“Jangan mudah tergelincir dalam saat-saat seperti ini, segala tipu muslihat dan provokasi-provokasi yang tampak atau tersembunyi dapat dilalui dengan selamat, kalau kita waspada dan bertindak sebagai patriot.”
Hari Pahlawan (Kamis, 10 November 2016), kami mendapat kehormatan diundang Pak Mitro. Meskipun sudah disampaikan perihal isi SMS-nya yang dipublikasikan ke media-sosial Kompasiana (Testimoni Jenderal Soleh, Bukan untuk Ahok), saya memandang undangan itu adalah kehormatan dan historical, untuk tidak sekedar temu-kangen untuk bertemu Pak Mitro tapi berdiskursus biar sebentar. Maka refleksi singkat nan bermakna di bawah inilah yang didapat dari Jenderal 'Soleh', selain dengan kerendahan hati menghantar kami kembali ke spot pertemuan lainya. Hormat tulus Jenderal.
Usianya yang bertambah tidak simetris dengan tampilan fisiknya yang malah lebih segar – entah karena pancaran bathinnya, ketika saya akhirnya berkomentar, “Pak Mitro terlihat lebih muda dan tegap dibanding hampir tiga tahun silam”. “Bukan hanya mas Berthy yang mengatakan itu”. “Nah, benar berarti, Pak”. Kami bercakap-cakap ketika awal diskursus itu.
Terus Bekerja Merawat Kebangsaan
Bercengkrama hampir dua jam, ‘Jenderal Soleh’ menekankan pentingnya terus bekerja merawat kebangsaan lewat relijiusitas yang sehat sebagai bangsa Indonesia.
Mantan Panglima Armada Timur itu menekankan betapa masa depan bangsa Indonesia dibangun dalam kebhinekaan dan saling ketergantungan antar lintas golongan, etnis, suku, budaya.
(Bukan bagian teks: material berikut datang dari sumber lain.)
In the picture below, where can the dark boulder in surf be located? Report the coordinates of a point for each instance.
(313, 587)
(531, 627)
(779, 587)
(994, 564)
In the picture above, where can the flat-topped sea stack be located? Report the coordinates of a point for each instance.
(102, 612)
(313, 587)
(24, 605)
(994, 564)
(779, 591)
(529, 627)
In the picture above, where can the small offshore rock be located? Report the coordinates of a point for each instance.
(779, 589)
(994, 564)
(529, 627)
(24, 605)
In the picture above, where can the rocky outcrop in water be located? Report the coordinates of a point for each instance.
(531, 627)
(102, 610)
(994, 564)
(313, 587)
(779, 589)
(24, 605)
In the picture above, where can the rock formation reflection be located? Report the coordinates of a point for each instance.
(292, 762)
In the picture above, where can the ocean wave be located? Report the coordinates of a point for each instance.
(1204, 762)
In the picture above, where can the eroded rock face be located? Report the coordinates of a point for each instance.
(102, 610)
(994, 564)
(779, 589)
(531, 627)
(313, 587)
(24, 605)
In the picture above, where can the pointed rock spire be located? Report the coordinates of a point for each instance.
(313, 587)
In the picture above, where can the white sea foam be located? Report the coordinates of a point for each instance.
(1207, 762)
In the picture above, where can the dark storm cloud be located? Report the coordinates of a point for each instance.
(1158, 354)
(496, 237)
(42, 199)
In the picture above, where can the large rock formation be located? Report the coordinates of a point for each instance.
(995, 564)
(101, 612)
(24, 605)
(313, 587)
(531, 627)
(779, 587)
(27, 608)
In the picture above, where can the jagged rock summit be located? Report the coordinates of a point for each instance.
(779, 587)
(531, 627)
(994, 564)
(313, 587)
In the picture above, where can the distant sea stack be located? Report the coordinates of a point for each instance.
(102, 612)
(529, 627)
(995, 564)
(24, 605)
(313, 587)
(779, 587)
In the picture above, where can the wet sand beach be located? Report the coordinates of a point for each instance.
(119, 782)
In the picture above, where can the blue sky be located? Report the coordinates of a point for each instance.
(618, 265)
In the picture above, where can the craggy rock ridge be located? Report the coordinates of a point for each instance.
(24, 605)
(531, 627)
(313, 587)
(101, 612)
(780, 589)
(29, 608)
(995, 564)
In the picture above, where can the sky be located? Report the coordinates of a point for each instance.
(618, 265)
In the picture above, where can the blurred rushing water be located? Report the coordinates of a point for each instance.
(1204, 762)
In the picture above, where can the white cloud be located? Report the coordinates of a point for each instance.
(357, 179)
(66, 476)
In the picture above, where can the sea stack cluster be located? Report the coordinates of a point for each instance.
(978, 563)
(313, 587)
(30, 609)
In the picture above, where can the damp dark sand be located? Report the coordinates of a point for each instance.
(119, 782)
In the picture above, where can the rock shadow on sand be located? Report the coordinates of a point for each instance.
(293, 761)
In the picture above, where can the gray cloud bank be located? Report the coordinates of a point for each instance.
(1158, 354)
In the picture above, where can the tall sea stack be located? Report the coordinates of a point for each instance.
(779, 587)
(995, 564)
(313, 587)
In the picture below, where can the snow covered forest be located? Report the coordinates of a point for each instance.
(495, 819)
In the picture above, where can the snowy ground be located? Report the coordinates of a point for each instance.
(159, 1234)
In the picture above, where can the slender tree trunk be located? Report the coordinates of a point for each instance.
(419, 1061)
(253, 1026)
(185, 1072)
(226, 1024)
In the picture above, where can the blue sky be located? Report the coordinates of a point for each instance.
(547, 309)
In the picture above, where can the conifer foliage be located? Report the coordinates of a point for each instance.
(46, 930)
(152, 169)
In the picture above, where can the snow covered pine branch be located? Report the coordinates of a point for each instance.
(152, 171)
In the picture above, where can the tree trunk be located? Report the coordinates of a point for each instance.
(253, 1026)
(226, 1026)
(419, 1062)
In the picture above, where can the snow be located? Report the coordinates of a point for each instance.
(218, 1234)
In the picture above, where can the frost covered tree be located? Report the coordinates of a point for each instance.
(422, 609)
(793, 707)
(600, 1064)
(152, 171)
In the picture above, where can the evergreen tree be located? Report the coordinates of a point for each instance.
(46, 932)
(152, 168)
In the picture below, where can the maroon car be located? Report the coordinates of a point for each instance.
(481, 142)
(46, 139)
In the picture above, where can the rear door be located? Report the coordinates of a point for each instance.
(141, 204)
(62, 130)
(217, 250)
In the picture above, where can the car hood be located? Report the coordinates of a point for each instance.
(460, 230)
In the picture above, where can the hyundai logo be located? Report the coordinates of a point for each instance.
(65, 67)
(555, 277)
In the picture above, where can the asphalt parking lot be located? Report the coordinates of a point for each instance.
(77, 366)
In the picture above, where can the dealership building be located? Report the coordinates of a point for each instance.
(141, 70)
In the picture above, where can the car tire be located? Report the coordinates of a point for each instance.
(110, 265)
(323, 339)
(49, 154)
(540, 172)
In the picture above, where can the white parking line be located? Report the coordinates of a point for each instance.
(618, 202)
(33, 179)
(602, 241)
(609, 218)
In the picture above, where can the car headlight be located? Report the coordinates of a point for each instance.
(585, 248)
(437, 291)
Sebagai orang belajar filsafat, saya terkejut dan kagum, ketika Pak Mitro dengan tegas dan lantang bicara Das Kapital tulisan Karl Marx yang ribuan halaman itu.
“Dulu (sebelumnya), kapital (pernah) digunakan untuk memanipulasi manusia. Namun, Jaman berubah, kita percaya kini kapital digunakan untuk menghidupi banyak orang. Ya, aspek sosial modal (capital) makin bermakna dan disadari bagi kehidupan lebih banyak orang.”
Pragmatisme lain dari filsafat yang digunakan ‘Jenderal Soleh’ yang menunjukkan kedalaman permenungan relijiusitasnya dan jenderal bintang tiga yang disandangnya, dalam bentuk analogi sederhana nan dalam, lewat dialog ini:
“Mas Berthy, kalau Anda lapar, saya kenyang, siapa yang tahu?”
“Hanya, kita berdua yang tahu masing-masing keadaan kita dan Tuhan yang Maha Besar dan Maha Kuasa”.